“For the straight way was lost”: A Reading
The most recent offering by Toronto’s poet laureate Dionne Brand, Ossuaries (McClelland & Stewart, 2010), is a book-length ekphrastic (from Greek: to speak out) written in 15 “ossuaries” that beautifully incorporate the raw energy conveyed upon the intricate structures of Thelonious Monk, Charles Parker Jr., and Charles Mingus along with the garish hues of Jacob Laurence to shape a poetics of dissent. Building upon the themes in her previous book, Inventory (2006), the poet has refined her form even further to speak publically about grief, the grievable, and the failure of our contemporary world that incarcerates the majority so variously and some more brutally than others.

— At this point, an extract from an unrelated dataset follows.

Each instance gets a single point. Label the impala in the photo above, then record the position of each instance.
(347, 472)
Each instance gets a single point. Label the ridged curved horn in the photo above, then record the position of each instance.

In Ossuary I the reader is addressed by a first person voice skirting borders of public and private in a sobering tone reminiscent of a Greek Chorus. Lapidary layers of tercets are a brilliant display case for problematics of gender, class, and racism that play out in ways constitutive, spectral, and spectacle-centred, commenting on a contemporary world marred by inequities that underwrite its modernity. The poem becomes an ossuary. The stanza, ossuary. Yasmine, the protagonist, cannot be read as a Beatrice, yet it is tempting to try. She invites readers underground into the language of devastation, enclosure, and exile and gives voice to ruin.
The poem begins in this fall, echoing and replying to Thelonious Monk’s “Epistorophy” in a performative gesture that also embraces Pascal Blanchard’s spectacle of the grotesque (referenced in the acknowledgements). Ossuary I uses the rhetoric of the Epistrophe to begin from a place utterly lacking in virtue, the moral zero of reader and speaker.
at night, especially at night, it is always at night,
a wall of concrete enclosed me,
it was impossible to open my eyes. (11)
In the first pages, the reader’s compass is set spinning; themes emerge, diverge, and merge: waiting, the violence of measurements, broken gardens, asthma/lungs, blue buttons, numbers, fibres, violence as spectacle/specular/inspection/introspection, blindness coupled with “eye sickness, eye murder” (17), the extreme violence of voyeurism as a form of war.
How to proceed from here? The answer offered both by the speaker and Yasmine is troubling, devastating, framed in art. What comes clearly through in Ossuary II is “she reads later that Mingus said the last movement / suggests the ‘frantic burst of a dying organism’ (43) … the spasms of that. The most haunting image is Yasmine’s personification as explosive: “she flew like shrapnel off the bed / felt her way blind, as fire with slender strands” (25).
All exits are blocked in this book-length poem. Protest and resistance are remade in artistic distances so that the reader feels the productive tension between speaker(s) and maker of stanzas. If nothing else, the poet believes in art.